In [1]:
import time

In [2]:
import random

In [3]:
import pandas as pd

In [4]:
from scholarly import scholarly
from scholarly._navigator import MaxTriesExceededException


In [5]:
# Function to search Google Scholar
def search_scholar(query, max_results=1000):
    print(f"Searching Google Scholar with query: {query}")
    search_query = scholarly.search_pubs(query)
    articles = []
    tries = 0
    max_tries = 5  # Maximum number of retries

    for i in range(max_results):
        try:
            article = next(search_query)
            articles.append(article)
            # Adding a delay between 5 and 10 seconds
            time.sleep(random.uniform(5, 10))
            tries = 0  # Reset tries after a successful fetch
        except StopIteration:
            break
        except MaxTriesExceededException:
            tries += 1
            if tries >= max_tries:
                print("Max tries exceeded.

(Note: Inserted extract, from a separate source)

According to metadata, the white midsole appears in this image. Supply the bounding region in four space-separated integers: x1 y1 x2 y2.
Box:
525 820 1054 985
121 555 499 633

Stopping the search.")
                break
            wait_time = 60 * (2 ** (tries - 1))  # Exponential backoff
            print(f"Retrying in {wait_time} seconds... ({tries}/{max_tries})")
            time.sleep(wait_time)
        except Exception as e:
            print(f"An error occurred: {e}")
            break

    print(f"Found {len(articles)} articles")
    return articles

# Function to parse the article details and extract required information
def parse_article_details(article):
    print(f"Parsing details for article: {article['bib']['title']}")
    title = article['bib']['title']
    authors = ', '.join(article['bib']['author'])
    doi = article['bib'].get('doi', 'N/A')
    abstract = article['bib'].get('abstract', 'N/A')
    date = article['bib'].get('year', 'N/A')
    return {
        'Title': title,
        'Author': authors,
        'DOI': doi,
        'Abstract': abstract
    }

def extract_main_findings(abstract):
    sentences = abstract.split('.')
    keywords = ['results', 'findings', 'we found', 'our study shows', 'conclusion']
    for sentence in sentences:
        if any(keyword in sentence.lower() for keyword in keywords):
            return sentence.strip()
    return 'N/A'

# Main function to perform the search and generate the CSV file
def main():
    query = '((malaria OR falciparum) AND (kelch13 OR Pfkelch13 OR k13 OR PfK13)' #AND (Kenya OR Uganda OR Ethiopia OR Somalia OR Rwanda OR Tanzania OR Congo OR DRC OR Eritrea OR Sudan OR South Sudan OR Madagascar OR Mozambique OR Comoros OR Djibouti OR Burundi OR Malawi OR Zambia)) AND (("2020/01/01" [Date - Publication]: "2024/09/24" [Date - Publication]))'
    articles = search_scholar(query, max_results=1000)  # Reduce max_results to avoid rate limits
    #parsed_articles = []
    
    """for article in articles:
        article_details = parse_article_details(article)
        article_details1['Main Findings'] = extract_main_findings(article_details['Abstract'])
        parsed_articles.append(article_details)
    
    df = pd.DataFrame(articles)
    csv_filename = 'K13_review_google_scholar.csv'
    df.to_csv(csv_filename, index=False)
    print(f"Data saved to {csv_filename}")"""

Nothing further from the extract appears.